Processing the dye solution is as follows. Dyeing begins at a temperature of 30-45 ° C, then the temperature is raised to a boil and dyed for 30-45 minutes. The bath is cooled and the textile material is washed with warm and cold water. The quality of the dyed fabric is judged by:

- color intensities obtained by measuring the reflection coefficients on a spectrophotometer and calculating the Gurevich-Kubelka-Munk function (K / S)

- the strength of the textile material, determined for fabrics by the breaking load, measured on a tensile testing machine (Laboratory workshop on textile materials science / edited by A. Koblyakov - M .: Legprombytizdat, 1986. - p.238-245); and for fiber - by the degree of destruction, estimated by dissolving in 0.1 N. sodium hydroxide solution (Laboratory workshop on the chemical technology of textile materials / Ed. G.E. Krichevsky. - M .: 1994. - p. 95).
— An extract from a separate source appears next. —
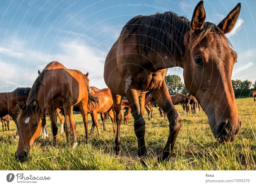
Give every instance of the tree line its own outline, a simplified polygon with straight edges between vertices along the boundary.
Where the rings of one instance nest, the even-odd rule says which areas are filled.
[[[176,75],[167,75],[165,78],[165,82],[169,93],[171,95],[182,93],[186,94],[188,91],[181,81],[181,79]],[[247,80],[242,81],[236,79],[232,80],[232,86],[236,97],[250,97],[252,90],[256,90],[256,81],[252,84],[254,88],[251,88],[252,83]]]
The quality indicators of textile materials dyed according to the claimed method under various process conditions are shown in the table.

Chromium Dyes Used:

Biesel-o-chromium B-40 - based on diazotized o-amino-p-chlorophenol and chromotropic acid;

Solo-chrom-azurin B-200 is a derivative of picraminic acid;

Chrome orange - based on diazotized 4-aminoazobenzene-4 ¹ -sulfonic acid and salicylic acid;

Chrome bright red - based on diazotized 1-amino-2-naphthol-4-sulfonic acid and 1-phenyl-3methyl-5-pyrazolone;

Chrome yellow - based on diazotized 2-naphthylamine-6-sulfonic acid and salicylic acid;

Chrome blue K - based on diazotized 1-amino-2-naphthol-4-sulfonic acid and beta-naphthol.

Claims (1)

The method of dyeing woolen materials with chromium dyes by pretreating the material with a composition containing a substance that promotes the fixation of the dye on the material, and subsequent processing with a dye solution, characterized in that the dye solution is processed directly after pretreatment, and as a substance that promotes the fixation of the dye on the fiber use, individually or in combination with each other, substances selected from the group consisting of hydroxyethylidene osfonovoy acid, kaolin, talc, and waste-based silica from the filtration stage of production of aluminum fluoride in an amount of 0.05-50 g / l.